Infectious mononucleosis

Etiology

  • Epstein-Barr virus most common

Clinical features

  • Fever
  • Tonsillitis/pharyngitis ± exudates
  • Posterior or diffuse cervical lymphadenopathy
  • Significant fatigue
  • ± Hepatosplenomegaly
  • ± Rash after amoxicillin

Diagnostic findings

  • Positive heterophile antibody (Monospot) test (25% false-negative rate during 1st week of illness)
  • Atypical lymphocytosis
  • Transient hepatitis

Management

  • Avoid sports for ≥3 weeks (contact sports ≥4 weeks) due to the risk of splenic rupture

This patient's symptoms are suspicious for infectious mononucleosis (IM), which is typically caused by Epstein-Barr virus (EBV).  IM is classically characterized by a prolonged course (up to 1 month) of fever, exudative pharyngitis, and tender lymphadenopathy; the adenopathy is commonly located in the posterior cervical region but may be generalized, as in this case.  Fatigue is common and may persist for months, beyond the resolution of other symptoms.  In addition, splenomegaly occurs in the majority of patients, and splenic rupture is a rare but dangerous complication.

Diagnosis is with the heterophile antibody (Monospot) test, which is a specific test that detects EBV antibodies that agglutinate to horse red blood cells.  Heterophile antibodies arise within a week of symptoms (25% false-negative rate during the first week of illness) and persist for up to a year.  The heterophile antibody test is not accurate in children age <4, for whom serum anti-EBV antibody testing is recommended instead.

(Choice A)  Cytomegalovirus (CMV) causes a constellation of symptoms similar to IM.  However, IM caused by EBV is much more common, and pharyngitis is less commonly seen in CMV.

(Choice C)  Acute HIV infection also causes fever, malaise, and generalized lymphadenopathy, and testing should be performed in this patient.  However, adenopathy in acute HIV is nontender and tonsillar exudates are uncommon.  In addition, rash and diarrhea are present in most patients with acute HIV.  Therefore, IM is a more likely diagnosis.

(Choice D)  Lymph node biopsy is indicated when there is high suspicion for malignancy, such as a patient with fever, weight loss, and nontender lymphadenopathy.  Tender, mobile nodes are more suggestive of infection than malignancy.

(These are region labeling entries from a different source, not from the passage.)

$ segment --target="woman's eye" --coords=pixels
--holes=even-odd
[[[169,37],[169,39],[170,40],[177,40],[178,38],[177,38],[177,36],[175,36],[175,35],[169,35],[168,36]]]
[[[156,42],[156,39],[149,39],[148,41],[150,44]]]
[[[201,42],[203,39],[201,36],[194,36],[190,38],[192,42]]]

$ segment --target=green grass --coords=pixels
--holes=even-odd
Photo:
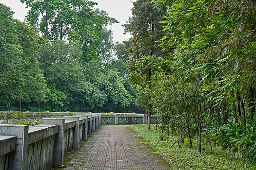
[[[130,127],[144,143],[156,148],[157,153],[164,155],[179,170],[256,170],[256,166],[224,151],[214,148],[214,153],[211,154],[210,146],[203,144],[199,153],[197,139],[193,140],[193,148],[189,148],[187,139],[182,148],[179,148],[177,144],[170,148],[177,139],[176,136],[170,136],[167,141],[161,141],[159,132],[152,126],[150,130],[144,125]]]

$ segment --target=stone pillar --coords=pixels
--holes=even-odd
[[[27,170],[28,125],[0,124],[0,135],[16,136],[16,149],[11,164],[11,170]]]
[[[64,119],[65,120],[75,120],[76,121],[76,126],[74,131],[73,136],[73,146],[72,148],[75,150],[78,150],[79,144],[79,117],[74,116],[64,116]]]
[[[84,119],[85,121],[84,124],[83,124],[83,134],[82,135],[82,140],[86,140],[87,139],[87,133],[88,133],[88,122],[87,122],[87,116],[81,115],[79,116],[81,119]]]
[[[115,118],[115,124],[118,124],[118,114],[116,114],[116,117]]]
[[[99,125],[101,125],[101,115],[102,115],[102,113],[100,113],[99,114]]]
[[[95,131],[95,115],[92,115],[92,131]]]
[[[89,121],[88,121],[89,124],[88,124],[88,135],[92,135],[92,115],[88,115],[88,119],[89,119]]]
[[[98,118],[98,127],[100,126],[100,118],[99,117],[100,114],[97,114],[97,117]]]
[[[59,125],[59,133],[55,136],[53,153],[53,166],[58,167],[63,165],[64,159],[64,133],[65,119],[42,119],[42,124]]]

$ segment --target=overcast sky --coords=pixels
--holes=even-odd
[[[114,41],[121,42],[130,37],[129,34],[123,34],[123,28],[122,25],[125,24],[129,17],[132,16],[131,9],[133,4],[131,0],[92,0],[98,3],[95,6],[96,8],[105,10],[109,17],[115,18],[119,23],[114,24],[109,26],[114,33]],[[132,0],[134,1],[135,0]],[[14,17],[23,21],[28,11],[26,5],[21,3],[20,0],[0,0],[0,3],[10,6],[15,12]]]

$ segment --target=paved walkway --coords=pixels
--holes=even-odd
[[[102,125],[66,170],[170,170],[127,125]],[[164,168],[163,168],[164,167]]]

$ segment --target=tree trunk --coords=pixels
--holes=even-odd
[[[148,106],[146,106],[146,124],[148,124]]]
[[[198,145],[198,152],[201,153],[201,146],[202,146],[202,137],[201,136],[201,127],[200,125],[197,125],[199,133],[199,145]]]
[[[48,13],[46,11],[45,12],[45,37],[46,39],[48,38]]]
[[[236,93],[236,101],[237,102],[237,110],[238,111],[238,116],[241,116],[241,106],[240,106],[240,103],[238,102],[241,100],[241,96],[238,92]]]
[[[254,100],[255,101],[256,100],[256,89],[254,88]],[[256,104],[255,104],[255,106],[254,107],[254,111],[255,111],[255,120],[256,120]]]
[[[255,100],[254,89],[252,85],[250,87],[249,103],[248,106],[250,107],[249,111],[251,113],[251,119],[254,119],[254,116],[255,112],[255,107],[254,107]]]
[[[60,40],[62,40],[63,38],[62,29],[63,29],[63,21],[61,20],[61,21],[60,21]]]
[[[148,85],[149,85],[149,95],[148,96],[148,130],[150,129],[150,120],[151,120],[151,113],[152,113],[152,110],[151,108],[151,103],[150,101],[151,100],[151,68],[149,68],[148,71]]]
[[[234,95],[234,90],[233,89],[232,89],[232,91],[231,92],[231,96],[232,96],[233,99],[235,100],[235,96]],[[236,123],[238,123],[238,121],[237,120],[237,116],[236,115],[236,108],[235,101],[232,102],[232,107],[233,107],[233,110],[234,110],[234,116],[235,117],[235,122]]]
[[[242,109],[242,122],[243,123],[243,128],[244,129],[246,129],[246,118],[245,118],[245,110],[244,109],[244,105],[242,102],[240,102],[240,105]]]
[[[20,112],[21,111],[21,100],[20,99],[19,100],[19,111]]]
[[[182,140],[181,140],[181,143],[185,143],[185,132],[183,132],[182,134]]]
[[[228,115],[227,107],[224,102],[221,102],[221,113],[222,114],[222,119],[224,124],[227,124],[228,121]]]
[[[191,139],[191,136],[190,135],[190,129],[189,128],[189,124],[188,122],[188,120],[187,120],[187,126],[188,126],[188,137],[189,138],[189,148],[192,148],[193,146],[192,146],[192,140]]]
[[[237,92],[237,94],[239,93],[239,92]],[[241,98],[241,95],[240,94],[239,94],[239,97],[236,98],[236,100],[237,101],[237,102],[240,105],[240,106],[241,107],[241,110],[242,111],[241,113],[241,117],[242,117],[242,123],[243,124],[243,128],[244,129],[246,129],[246,118],[245,118],[245,110],[244,109],[244,102],[243,101]]]
[[[219,110],[217,107],[216,107],[216,113],[217,113],[217,126],[219,126],[219,119],[220,119],[220,115],[219,115]]]

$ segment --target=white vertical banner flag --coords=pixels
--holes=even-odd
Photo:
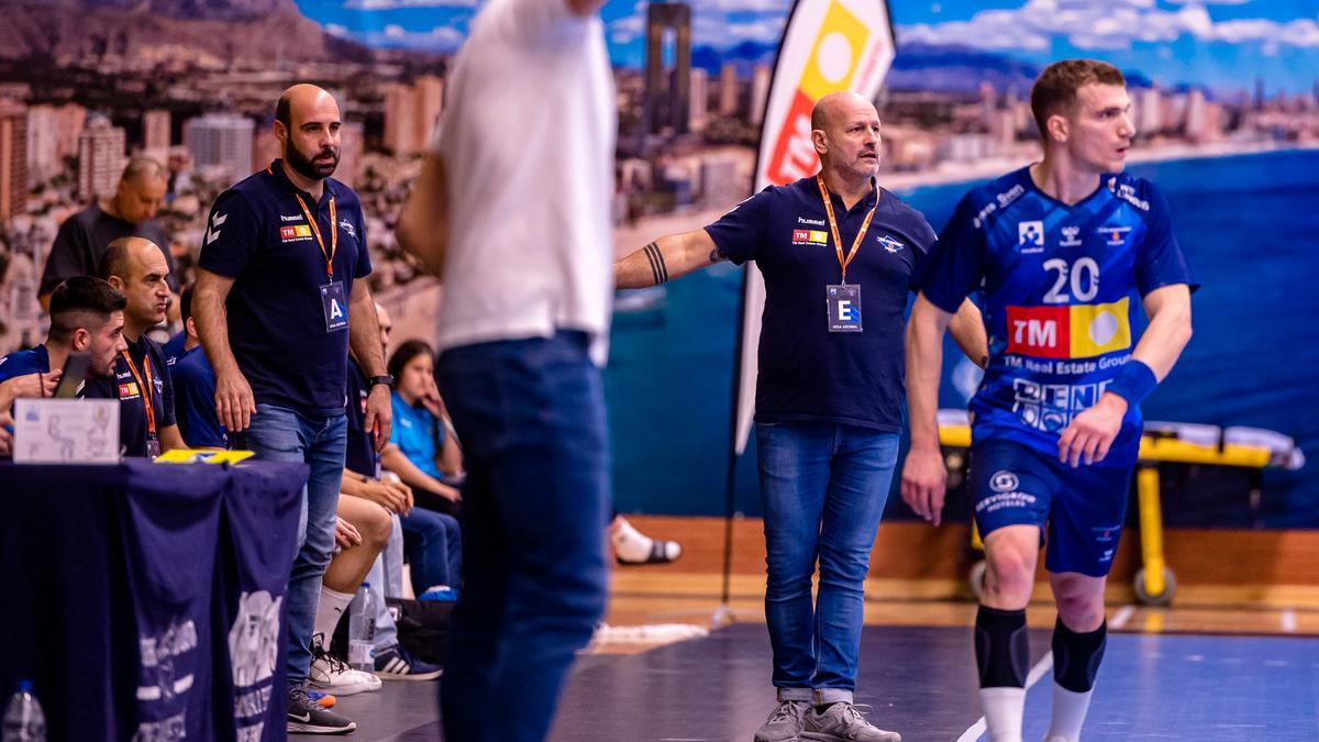
[[[893,24],[885,0],[798,0],[787,16],[765,104],[753,193],[815,174],[819,170],[811,144],[815,102],[836,90],[852,90],[873,100],[893,54]],[[733,408],[737,455],[747,450],[756,412],[756,356],[764,310],[765,279],[754,263],[748,263]]]

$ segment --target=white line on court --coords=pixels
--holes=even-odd
[[[1035,683],[1039,683],[1039,679],[1047,675],[1049,671],[1053,668],[1054,668],[1054,654],[1045,652],[1045,656],[1039,658],[1039,661],[1035,663],[1035,667],[1030,668],[1030,675],[1026,676],[1026,691],[1029,692],[1030,688]],[[962,737],[958,737],[958,742],[976,742],[976,739],[980,739],[980,735],[985,733],[985,729],[987,729],[985,717],[980,717],[976,720],[975,724],[971,725],[971,729],[963,731]]]

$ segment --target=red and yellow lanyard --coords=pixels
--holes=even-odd
[[[326,252],[326,243],[321,238],[321,224],[317,223],[315,215],[310,209],[307,209],[307,203],[302,201],[301,195],[293,194],[293,197],[298,199],[298,206],[302,207],[302,214],[311,224],[311,234],[317,236],[317,244],[321,246],[321,255],[324,255],[326,257],[326,276],[330,276],[330,279],[334,280],[334,253],[339,250],[339,222],[335,218],[334,197],[330,197],[330,252]]]
[[[152,379],[152,356],[150,351],[142,356],[142,372],[137,372],[137,364],[133,363],[133,356],[125,350],[123,351],[124,360],[128,363],[128,370],[133,374],[133,380],[137,382],[137,387],[142,389],[142,404],[146,407],[146,433],[150,437],[156,437],[156,405],[152,404],[152,386],[154,382]],[[146,378],[146,383],[142,383],[142,376]]]
[[[847,284],[847,267],[856,257],[856,252],[861,250],[861,242],[865,239],[865,230],[871,228],[871,219],[874,217],[874,210],[880,207],[880,199],[874,199],[874,206],[871,206],[871,213],[865,215],[865,220],[861,222],[861,231],[856,232],[856,239],[852,240],[852,250],[843,256],[843,238],[838,234],[838,219],[834,218],[834,202],[828,197],[828,189],[824,187],[824,176],[822,173],[815,174],[815,185],[820,186],[820,198],[824,199],[824,214],[828,215],[828,228],[834,234],[834,251],[838,252],[838,265],[843,269],[843,283]]]

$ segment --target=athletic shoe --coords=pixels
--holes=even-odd
[[[369,672],[352,669],[343,660],[324,651],[321,635],[311,640],[311,667],[307,681],[318,691],[328,691],[335,696],[352,696],[380,691],[380,679]]]
[[[756,730],[756,742],[797,742],[810,708],[806,701],[780,701],[774,713]]]
[[[394,644],[376,655],[376,675],[385,680],[435,680],[445,675],[445,668],[414,659],[401,644]]]
[[[321,704],[322,709],[332,709],[336,698],[330,693],[322,693],[321,691],[307,691],[307,697],[313,701]]]
[[[305,688],[289,688],[289,731],[298,734],[348,734],[356,722],[321,708]]]
[[[902,742],[897,731],[884,731],[865,721],[861,712],[845,701],[832,704],[819,713],[806,712],[806,727],[802,739],[814,742]]]
[[[652,539],[637,531],[621,515],[616,520],[609,540],[613,541],[613,558],[620,565],[669,564],[682,556],[682,544],[678,541]]]

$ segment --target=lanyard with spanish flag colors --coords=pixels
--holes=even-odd
[[[321,239],[321,224],[317,223],[315,215],[307,209],[307,203],[302,201],[302,197],[293,194],[293,198],[298,199],[298,206],[302,207],[302,214],[307,218],[307,223],[311,224],[311,234],[317,236],[317,244],[321,246],[321,255],[326,256],[326,276],[334,280],[334,253],[339,250],[339,220],[335,218],[334,211],[334,197],[330,197],[330,252],[326,252],[326,243]]]
[[[154,382],[152,379],[152,356],[150,351],[142,356],[142,372],[137,372],[137,364],[133,363],[133,356],[129,353],[121,351],[124,355],[124,362],[128,363],[128,370],[133,374],[133,380],[137,382],[137,387],[142,389],[142,405],[146,407],[146,433],[154,438],[156,437],[156,405],[152,404],[152,386]],[[146,383],[142,383],[142,376],[146,378]]]
[[[865,215],[865,220],[861,222],[861,230],[856,232],[856,239],[852,240],[852,250],[843,257],[843,238],[838,235],[838,219],[834,218],[834,202],[828,197],[828,189],[824,187],[824,174],[815,174],[815,185],[820,186],[820,198],[824,199],[824,214],[828,215],[828,228],[834,232],[834,251],[838,252],[838,265],[843,269],[843,284],[847,284],[847,267],[856,257],[856,252],[861,250],[861,242],[865,239],[865,230],[871,228],[871,219],[874,217],[874,210],[880,207],[880,199],[874,199],[874,206],[871,206],[871,213]]]

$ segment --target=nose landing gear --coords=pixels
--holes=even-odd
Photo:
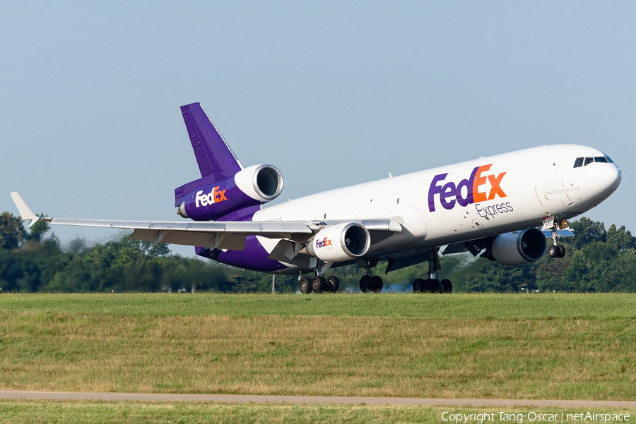
[[[567,222],[561,221],[555,223],[553,219],[546,220],[543,224],[543,229],[550,229],[552,231],[552,246],[548,248],[548,256],[552,258],[565,258],[565,248],[562,244],[558,244],[557,241],[561,237],[558,231],[560,229],[567,229]]]

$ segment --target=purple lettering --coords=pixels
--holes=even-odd
[[[442,186],[437,186],[437,181],[441,181],[446,178],[448,173],[440,174],[433,177],[433,181],[430,182],[430,187],[428,188],[428,210],[429,212],[435,212],[435,195],[442,193]]]
[[[455,196],[455,183],[447,183],[442,188],[442,193],[440,194],[440,202],[444,209],[452,209],[455,207],[455,199],[447,200],[448,198]]]

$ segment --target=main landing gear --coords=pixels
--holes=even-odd
[[[340,280],[335,275],[327,278],[317,275],[314,278],[305,277],[300,279],[300,293],[303,294],[308,294],[312,291],[314,293],[322,293],[323,291],[336,293],[338,289],[340,289]]]
[[[441,281],[437,278],[437,271],[442,269],[437,250],[431,250],[428,254],[428,279],[418,278],[413,281],[413,293],[450,293],[453,291],[453,284],[449,279]]]
[[[379,293],[384,287],[382,278],[379,275],[373,275],[371,269],[377,264],[377,261],[371,262],[366,260],[360,260],[357,262],[358,267],[363,268],[366,273],[360,279],[360,290],[363,293]],[[423,279],[418,278],[413,282],[413,293],[450,293],[453,291],[453,284],[450,280],[437,279],[437,272],[442,269],[440,262],[440,255],[437,250],[431,250],[428,255],[428,278]],[[340,280],[335,275],[327,278],[320,275],[318,269],[316,269],[316,277],[310,278],[305,277],[300,279],[300,293],[308,294],[310,293],[324,293],[338,291],[340,288]]]

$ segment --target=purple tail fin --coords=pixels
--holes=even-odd
[[[199,103],[181,107],[201,176],[211,175],[218,181],[243,169],[225,140]]]

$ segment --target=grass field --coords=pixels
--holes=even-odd
[[[599,423],[599,420],[567,420],[567,414],[587,412],[597,414],[630,414],[623,422],[633,422],[636,408],[447,408],[445,406],[390,406],[370,405],[280,405],[223,404],[196,403],[91,402],[0,400],[0,420],[13,424],[55,423],[347,423],[349,424],[391,424],[444,423],[442,414],[488,414],[484,423]],[[533,415],[536,414],[536,415]],[[494,415],[493,415],[494,414]],[[529,420],[528,416],[533,420]],[[514,417],[512,416],[514,416]],[[449,414],[444,416],[448,419]],[[482,416],[485,418],[485,416]],[[555,418],[557,419],[551,419]],[[574,417],[570,417],[573,418]],[[491,420],[490,418],[495,418]],[[502,419],[504,418],[504,419]],[[520,419],[519,419],[520,418]],[[469,422],[478,423],[478,420]],[[600,422],[603,422],[602,420]]]
[[[0,388],[636,400],[636,295],[3,294]]]

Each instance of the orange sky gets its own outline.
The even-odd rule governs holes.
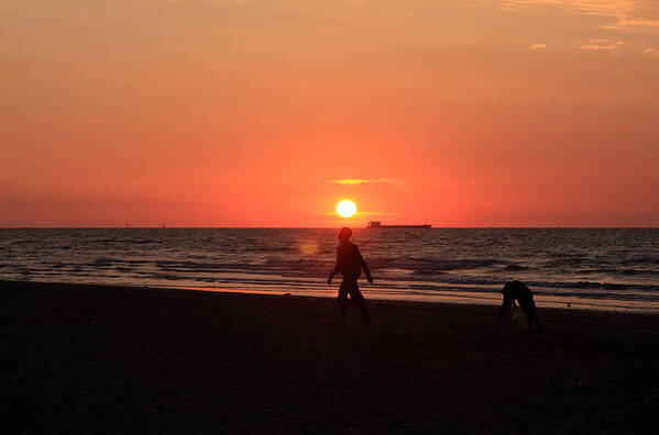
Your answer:
[[[9,0],[0,36],[0,226],[659,224],[658,2]]]

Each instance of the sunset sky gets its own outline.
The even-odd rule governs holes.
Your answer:
[[[0,226],[659,225],[656,0],[6,0],[0,36]]]

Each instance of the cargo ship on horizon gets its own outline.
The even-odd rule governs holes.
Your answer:
[[[422,225],[383,225],[381,221],[371,221],[366,228],[430,228],[430,224]]]

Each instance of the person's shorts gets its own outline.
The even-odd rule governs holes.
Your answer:
[[[350,300],[353,302],[361,302],[364,300],[362,292],[360,291],[360,286],[355,280],[343,280],[341,281],[341,287],[339,287],[339,303],[348,301],[348,294],[350,294]]]

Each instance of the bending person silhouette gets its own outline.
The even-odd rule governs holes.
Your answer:
[[[510,281],[507,282],[502,289],[502,293],[504,293],[504,302],[501,305],[501,310],[498,310],[498,319],[496,320],[496,327],[501,325],[501,321],[504,316],[504,313],[510,311],[515,300],[519,303],[521,311],[526,314],[526,322],[528,324],[528,331],[530,332],[536,323],[536,327],[538,332],[540,331],[540,323],[538,322],[538,314],[536,313],[536,303],[534,302],[534,293],[530,291],[528,287],[524,282],[520,281]]]
[[[343,227],[339,231],[337,266],[334,266],[334,270],[332,270],[327,279],[327,283],[331,283],[334,275],[341,272],[343,281],[341,281],[341,287],[339,287],[338,299],[339,306],[341,308],[341,322],[345,322],[348,294],[350,294],[350,300],[360,308],[362,316],[364,317],[364,324],[366,324],[371,322],[371,319],[366,314],[366,303],[364,302],[364,297],[360,292],[356,280],[362,274],[362,269],[364,269],[364,274],[370,283],[373,283],[373,277],[371,277],[371,270],[369,270],[369,266],[366,266],[366,261],[364,261],[364,257],[362,257],[360,249],[354,243],[350,242],[350,237],[352,237],[352,230]]]

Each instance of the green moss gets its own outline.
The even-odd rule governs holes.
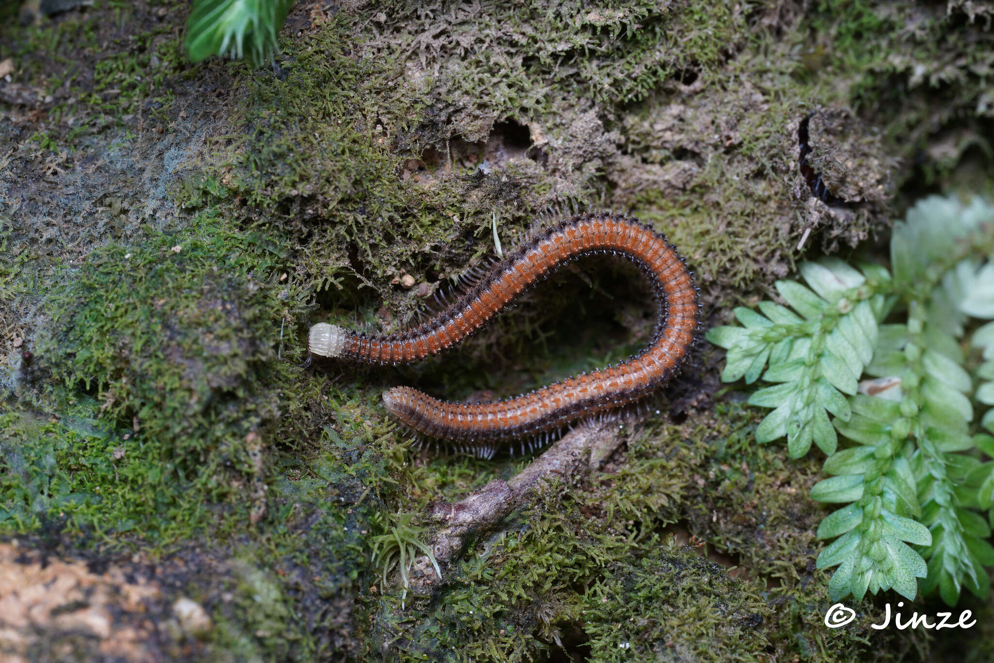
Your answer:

(Choice E)  Neisseria gonorrhoeae is a sexually transmitted infection that can present as an extragenital infection (eg, conjunctivitis, pharyngitis, arthritis).  Isolated gonococcal pharyngitis is not typically associated with systemic symptoms (eg, fever, generalized lymphadenopathy, malaise) as seen in this patient.

(Choice F)  A rapid streptococcal antigen test is positive in streptococcal pharyngitis, which can cause fever, pharyngitis, and tender cervical lymphadenopathy.  However, streptococcal pharyngitis is unlikely to cause generalized lymphadenopathy, and symptoms typically resolve within a week even without treatment.  This patient's prolonged symptoms are more likely due to EBV.

Educational objective:
Infectious mononucleosis causes prolonged fever, pharyngitis, fatigue, and lymphadenopathy and is diagnosed by the heterophile antibody (Monospot) test.